Ma ora le banche abbassano le armi



Ma ora le banche abbassano le armi

Cresce l’export del made in Italy bellico, diminuisce l’impegno delle banche italiane nel settore dell’industria di difesa.
Sono i due dati più significativi che emergono dalla «Relazione sulle operazioni autorizzate e svolte per il controllo dell’esportazione, importazione e transito dei materiali di armamento e dei prodotti ad alta tecnologia per l’anno 2004», trasmessa dalla presidenza del Consiglio al Parlamento nel marzo scorso.
Ombre e luci, insomma, che Giorgio Beretta, curatore della Campagna «Banche armate», evidenzia in un dettagliato articolo sul sito www.banchearmate.it
A preoccupare è l’incremento (più 16 per cento) delle autorizzazioni alle esportazioni per un valore di quasi 1,5 miliardi di euro. La buona notizia è che nella lista delle destinazioni troviamo ai primi posti Paesi dell’area Ue-Nato, cosa che fa segnare una significativa inversione di tendenza rispetto all’anno precedente. Tra le 690 nuove autorizzazioni una parte non trascurabile riguardano tuttavia Paesi «a rischio» cui la normativa in vigore proibisce la vendita di armi. Si tratta di Paesi in conflitto, sotto embargo Ue, responsabili di gravi violazioni dei diritti umani e che spendono per la difesa ingenti risorse nonostante l’alto indebitamento. È il caso, ad esempio, di Paesi quali Malaysia,  Turchia, India e Pakistan.
Chi ha visto una flessione consistente dell’importazione di armi made in Italy è la Cina («solo» 2 milioni di euro contro i quasi 127 milioni del 2003). Merito dell’embargo Ue che, introdotto nel 1989 dopo i massacri di Tiananmen, è stato riconfermato lo scorso novembre.

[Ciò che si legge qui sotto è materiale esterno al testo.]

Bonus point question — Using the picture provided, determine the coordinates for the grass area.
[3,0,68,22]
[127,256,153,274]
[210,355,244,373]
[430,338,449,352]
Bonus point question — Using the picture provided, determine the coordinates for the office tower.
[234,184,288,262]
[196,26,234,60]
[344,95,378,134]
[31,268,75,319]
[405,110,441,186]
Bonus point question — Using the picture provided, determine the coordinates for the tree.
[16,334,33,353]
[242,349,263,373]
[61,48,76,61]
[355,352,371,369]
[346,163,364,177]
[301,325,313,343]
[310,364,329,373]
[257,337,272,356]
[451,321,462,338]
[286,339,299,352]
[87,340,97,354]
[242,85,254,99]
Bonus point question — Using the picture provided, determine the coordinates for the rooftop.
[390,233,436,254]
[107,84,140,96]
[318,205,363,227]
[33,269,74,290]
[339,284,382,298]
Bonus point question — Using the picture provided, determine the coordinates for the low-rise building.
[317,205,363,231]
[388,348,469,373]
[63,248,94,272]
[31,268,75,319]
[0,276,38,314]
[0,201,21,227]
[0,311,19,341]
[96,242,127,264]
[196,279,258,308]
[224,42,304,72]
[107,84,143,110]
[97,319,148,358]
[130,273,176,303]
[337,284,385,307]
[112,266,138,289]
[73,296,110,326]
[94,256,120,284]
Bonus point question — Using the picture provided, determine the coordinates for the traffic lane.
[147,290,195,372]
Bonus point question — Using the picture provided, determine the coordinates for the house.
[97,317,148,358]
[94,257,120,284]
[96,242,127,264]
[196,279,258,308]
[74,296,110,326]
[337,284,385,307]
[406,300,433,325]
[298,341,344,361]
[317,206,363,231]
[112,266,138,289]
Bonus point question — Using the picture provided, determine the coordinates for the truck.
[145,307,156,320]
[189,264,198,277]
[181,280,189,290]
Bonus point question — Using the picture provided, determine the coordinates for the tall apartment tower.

L’altro dato interessante della Relazione riguarda direttamente la Campagna sulle «banche armate». Il documento segnala che il pressing dell’opinione pubblica ha prodotto cambiamenti «nell’atteggiamento assunto da buona parte degli istituti bancari nazionali nell’ambito della loro politica di responsabilità sociale d’impresa. Tali istituti, infatti - prosegue la Relazione - pur di non essere catalogati fra le cosiddette “banche armate”, hanno deciso di non effettuare più, o quantomeno, limitare significativamente le operazioni bancarie connesse con l’importazione o l’esportazione di materiali d’armamento».
Scorrendo i dati della Relazione si scopre che le transazioni bancarie nel 2004 hanno raggiunto il nuovo, preoccupante record di 1.317 milioni di euro. Due banche italiane (Banca di Roma e Grup­­po bancario San Paolo Imi) fanno la parte del leone con quasi il 60 per cento delle autorizzazioni.
Tra le novità positive va registrato un ulteriore e positivo passo di Unicredit, l’uscita ormai definitiva di Monte dei Paschi e la bassissima quota di nuove autorizzazioni di Banca Intesa che nel 2003 ha dichiarato il proprio disimpegno dal settore.